Son cri est si fort qu'il sidère les deux jeunes gens instantanément. Hébétés, ils regardent cette vieille femme d'où était sorti ce cri rauque, plus fort que n'importe quel cri qu'ils avaient pu entendre jusqu'ici, plus intimidant, plus assourdissant et hypnotisant.
- Cela suffit ! Vous avez prouvé tous les deux ce que vous valiez ! Toi, Koji, ta détermination à obéir, même si l'ordre te déplaisait, tout en faisant attention à ne pas blesser ta sœur, ce qui est noble ! Voilà ce que doit être un samouraï ! Et toi, Miki, tu as enfin prouvé que tu étais une femme ! Une vraie ! Qui ne sera jamais soumise ! Maintenant tu sais que la force d'un homme peut n'être rien si la femme a décidé d'aller jusqu'à la mort pour se défendre. Bien sûr, personne n'est invincible et tu trouveras toujours plus fort que toi. Mais sans détermination, tu seras toujours plus faible que n'importe qui ! Et là, tu as su faire quasiment jeu égal avec ton frère, bien que celui-ci ait retenu ses coups. 

Les enfants reprennent leur souffle avec difficulté. Mais Miki a toujours ce regard noir.
- Tu n'a pas compris, Miki... Ferme les yeux et repense à ce qu'il s'est passé..., dit Omae d'une voix plus douce, quasi cajoleuse.

Miki, sans le vouloir, ferme les yeux, se calmant, et son rythme cardiaque ralentissant, ses traits se détendent. Son frère garde sur elle un œil inquiet. Mais petit à petit, elle, et lui, retrouvent leur calme. Elle redresse ses paupières, son regard à nouveau clair.
- J'ai... J'ai réussi à me libérer... et même à résister aux attaques de mon frère...
- Tu peux être une samouraï ! Maintenant, je le sais ! Et toi aussi ! Cet épisode, tu ne l'oublieras jamais, crois-moi ! Et toi non plus, Koji ! Tu sauras à jamais ce que vaux ta sœur !

Les enfants sont maintenant troublés. En particulier Miki...
- Je... je vous ai insulté... Je...
- Ne t'en fais pas ! J'ai connu bien pire !, rigola Omae.
- Mais...
- Non, pas d'excuse ! Je savais ce que je faisais. Même si c'était désagréable, pour vous deux, il fallait le faire ! Maintenant, nous allons nous asseoir et méditer ensemble, en contemplant cette beauté devant nous..., dit Omae en montrant du doigt ce temple en surplomb de la petite forêt où ils se trouvaient.

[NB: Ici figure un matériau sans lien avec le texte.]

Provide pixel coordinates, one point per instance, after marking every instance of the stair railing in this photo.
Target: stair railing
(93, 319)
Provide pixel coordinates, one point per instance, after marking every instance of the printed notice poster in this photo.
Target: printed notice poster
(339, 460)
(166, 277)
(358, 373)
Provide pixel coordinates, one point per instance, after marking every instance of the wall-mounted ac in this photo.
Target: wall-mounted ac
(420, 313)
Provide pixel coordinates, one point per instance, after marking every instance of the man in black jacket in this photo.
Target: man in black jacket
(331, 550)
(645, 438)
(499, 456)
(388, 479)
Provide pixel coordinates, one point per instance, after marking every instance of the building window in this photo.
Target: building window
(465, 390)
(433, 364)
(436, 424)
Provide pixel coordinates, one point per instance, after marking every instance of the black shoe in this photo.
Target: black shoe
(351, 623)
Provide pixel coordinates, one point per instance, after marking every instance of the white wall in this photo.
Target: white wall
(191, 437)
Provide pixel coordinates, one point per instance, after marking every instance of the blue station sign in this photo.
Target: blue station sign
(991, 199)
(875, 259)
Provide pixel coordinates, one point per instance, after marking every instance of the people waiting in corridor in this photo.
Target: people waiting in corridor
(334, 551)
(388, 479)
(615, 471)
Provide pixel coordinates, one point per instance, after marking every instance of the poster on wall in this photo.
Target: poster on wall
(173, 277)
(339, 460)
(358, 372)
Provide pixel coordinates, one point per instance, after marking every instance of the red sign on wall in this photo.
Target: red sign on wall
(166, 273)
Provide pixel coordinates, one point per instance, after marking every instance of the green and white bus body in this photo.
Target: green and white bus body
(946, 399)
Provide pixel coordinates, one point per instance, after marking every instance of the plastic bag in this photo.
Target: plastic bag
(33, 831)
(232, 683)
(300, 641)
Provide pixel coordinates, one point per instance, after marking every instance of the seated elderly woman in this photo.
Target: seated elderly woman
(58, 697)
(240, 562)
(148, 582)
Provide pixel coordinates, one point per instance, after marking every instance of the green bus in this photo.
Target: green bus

Tous les trois s'assoient, côte à côte, Omae au centre et restent ainsi plus de vingt minutes sans bouger à observer le paysage, les mains posées l'une sur l'autre, au bas du ventre, la respiration profonde et l'inspiration légère comme un papillon dans les fleurs qui ne tarderont pas à venir, avec le printemps.